2. UK CPI projection case study:
- Regression problem: Model UK CPI inflation on a quarterly basis
- All data have been last retrieved on 23 Jan 2017.
- All used data have been publicly available from (sources and data IDs):
- Bank of England (http://www.bankofengland.co.uk/boeapps/iadb/NewInterMed.asp?Travel=NIxAZx): LPQAUYN, IUQLBEDR, IUQASIZC, XUQLBK82,
- UK Office for National Statistics (ONS, https://www.ons.gov.uk/): D7BT, LF24, MGSX, ABMI, A4YM, QWND.
- Bank for International Settlements (credit to non-financial sector: http://www.bis.org/statistics/totcredit.htm): Q:GB:P:A:M:XDC:A.
- World Bank, commodities prices: http://www.worldbank.org/en/research/commodity-markets (Pink Sheet, averge of energy and and non-energy price indices, excluding precious metals.)
- Please refer to the Terms of Use of the above institutions for the usage and eventual redistributions of data.
3. BJ air quality modelling (additional example application to test portability and document program options):
- Classification problem: Model air pollution in Beijing on an hourly basis
- The air pollution level column "pm2.5: PM2.5 concentration (ug/m^3)" has been exchanged with (1/0) values:
1: level above 100 (ug/m^3).
0: level below 100 (ug/m^3).
- Source: Song Xi Chen, csx'@'gsm.pku.edu.cn, Guanghua School of Management, Center for Statistical Science, Peking University.

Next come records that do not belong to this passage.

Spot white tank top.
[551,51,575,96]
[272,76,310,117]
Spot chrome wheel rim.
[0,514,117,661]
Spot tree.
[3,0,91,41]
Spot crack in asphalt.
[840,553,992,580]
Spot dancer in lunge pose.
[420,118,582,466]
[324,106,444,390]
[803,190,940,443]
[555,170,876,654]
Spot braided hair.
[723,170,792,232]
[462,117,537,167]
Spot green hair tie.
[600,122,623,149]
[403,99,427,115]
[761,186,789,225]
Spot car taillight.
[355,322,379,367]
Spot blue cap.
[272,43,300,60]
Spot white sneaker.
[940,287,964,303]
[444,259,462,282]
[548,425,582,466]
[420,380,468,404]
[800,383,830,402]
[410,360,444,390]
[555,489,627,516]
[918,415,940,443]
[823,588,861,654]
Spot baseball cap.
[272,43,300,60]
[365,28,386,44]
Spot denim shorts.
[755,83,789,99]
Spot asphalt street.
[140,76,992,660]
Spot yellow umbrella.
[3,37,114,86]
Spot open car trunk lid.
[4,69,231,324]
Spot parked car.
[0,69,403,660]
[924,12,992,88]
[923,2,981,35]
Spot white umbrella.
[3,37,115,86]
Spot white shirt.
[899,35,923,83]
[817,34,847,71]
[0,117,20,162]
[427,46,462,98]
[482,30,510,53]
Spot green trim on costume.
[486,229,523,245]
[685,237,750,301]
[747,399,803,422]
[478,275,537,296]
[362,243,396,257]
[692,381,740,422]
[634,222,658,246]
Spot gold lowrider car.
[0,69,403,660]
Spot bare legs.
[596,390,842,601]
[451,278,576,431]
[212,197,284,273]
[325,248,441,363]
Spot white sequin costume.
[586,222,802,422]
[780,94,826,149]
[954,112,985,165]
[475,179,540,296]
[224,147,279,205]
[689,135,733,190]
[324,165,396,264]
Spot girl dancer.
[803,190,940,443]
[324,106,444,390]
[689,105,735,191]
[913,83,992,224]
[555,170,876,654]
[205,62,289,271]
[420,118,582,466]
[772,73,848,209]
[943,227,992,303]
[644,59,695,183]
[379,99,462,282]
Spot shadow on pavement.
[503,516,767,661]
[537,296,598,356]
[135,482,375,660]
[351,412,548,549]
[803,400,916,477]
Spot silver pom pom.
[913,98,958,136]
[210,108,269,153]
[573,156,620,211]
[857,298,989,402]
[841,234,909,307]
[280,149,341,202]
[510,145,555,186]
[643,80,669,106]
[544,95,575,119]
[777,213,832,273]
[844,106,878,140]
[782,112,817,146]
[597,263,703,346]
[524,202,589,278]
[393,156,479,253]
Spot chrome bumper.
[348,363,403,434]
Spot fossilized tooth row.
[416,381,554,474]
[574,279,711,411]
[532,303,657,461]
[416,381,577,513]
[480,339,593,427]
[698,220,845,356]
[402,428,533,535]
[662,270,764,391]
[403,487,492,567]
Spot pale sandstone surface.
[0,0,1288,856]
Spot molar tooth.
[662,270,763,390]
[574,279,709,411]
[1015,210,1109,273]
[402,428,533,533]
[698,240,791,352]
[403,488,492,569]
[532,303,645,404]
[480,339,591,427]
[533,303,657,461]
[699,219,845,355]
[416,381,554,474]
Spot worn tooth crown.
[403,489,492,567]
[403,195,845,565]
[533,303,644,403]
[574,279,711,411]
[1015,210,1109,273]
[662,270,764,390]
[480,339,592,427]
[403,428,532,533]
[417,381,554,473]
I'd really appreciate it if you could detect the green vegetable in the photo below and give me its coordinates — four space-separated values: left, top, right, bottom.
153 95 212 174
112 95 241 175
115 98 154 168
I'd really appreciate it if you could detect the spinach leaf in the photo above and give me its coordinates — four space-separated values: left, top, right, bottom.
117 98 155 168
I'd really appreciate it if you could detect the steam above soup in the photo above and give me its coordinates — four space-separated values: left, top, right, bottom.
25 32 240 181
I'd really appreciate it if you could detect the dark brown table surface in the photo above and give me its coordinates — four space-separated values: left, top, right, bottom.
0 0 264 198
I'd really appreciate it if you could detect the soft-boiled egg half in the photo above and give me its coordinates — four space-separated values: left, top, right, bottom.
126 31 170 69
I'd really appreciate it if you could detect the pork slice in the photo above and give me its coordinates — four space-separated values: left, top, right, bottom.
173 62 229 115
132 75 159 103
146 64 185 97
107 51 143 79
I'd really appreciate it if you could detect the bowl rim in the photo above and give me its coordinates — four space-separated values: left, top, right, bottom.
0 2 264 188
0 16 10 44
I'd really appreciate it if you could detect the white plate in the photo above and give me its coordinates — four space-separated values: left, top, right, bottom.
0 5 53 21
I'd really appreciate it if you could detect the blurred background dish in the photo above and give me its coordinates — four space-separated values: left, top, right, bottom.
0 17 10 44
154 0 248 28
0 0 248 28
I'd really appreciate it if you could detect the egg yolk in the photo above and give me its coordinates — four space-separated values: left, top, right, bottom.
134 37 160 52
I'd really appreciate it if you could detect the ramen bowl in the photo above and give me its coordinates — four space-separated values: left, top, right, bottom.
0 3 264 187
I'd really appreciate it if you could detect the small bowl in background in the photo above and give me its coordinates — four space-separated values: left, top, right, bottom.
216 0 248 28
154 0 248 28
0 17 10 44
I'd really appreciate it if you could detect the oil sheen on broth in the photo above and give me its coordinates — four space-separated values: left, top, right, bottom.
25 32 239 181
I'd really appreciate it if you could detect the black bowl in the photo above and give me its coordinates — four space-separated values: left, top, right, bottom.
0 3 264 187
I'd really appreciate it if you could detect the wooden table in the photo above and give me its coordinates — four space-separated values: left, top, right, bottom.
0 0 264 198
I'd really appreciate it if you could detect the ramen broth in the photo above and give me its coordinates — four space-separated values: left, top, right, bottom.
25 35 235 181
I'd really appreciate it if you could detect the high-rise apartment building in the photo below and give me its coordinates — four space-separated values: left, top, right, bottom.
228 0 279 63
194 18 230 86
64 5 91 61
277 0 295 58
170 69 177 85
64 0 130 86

- Downloaded from https://archive.ics.uci.edu/ml/datasets/Beijing+PM2.5+Data (last access: 9 July 2017).
- Publication reference: Liang, X., Zou, T., Guo, B., Li, S., Zhang, H., Zhang, S., Huang, H. and Chen, S. X.,
Assessing Beijing's PM2.5 pollution: severity, weather impact, APEC and winter heating.
Proceedings of the Royal Society A, 471, 20150257, 2015.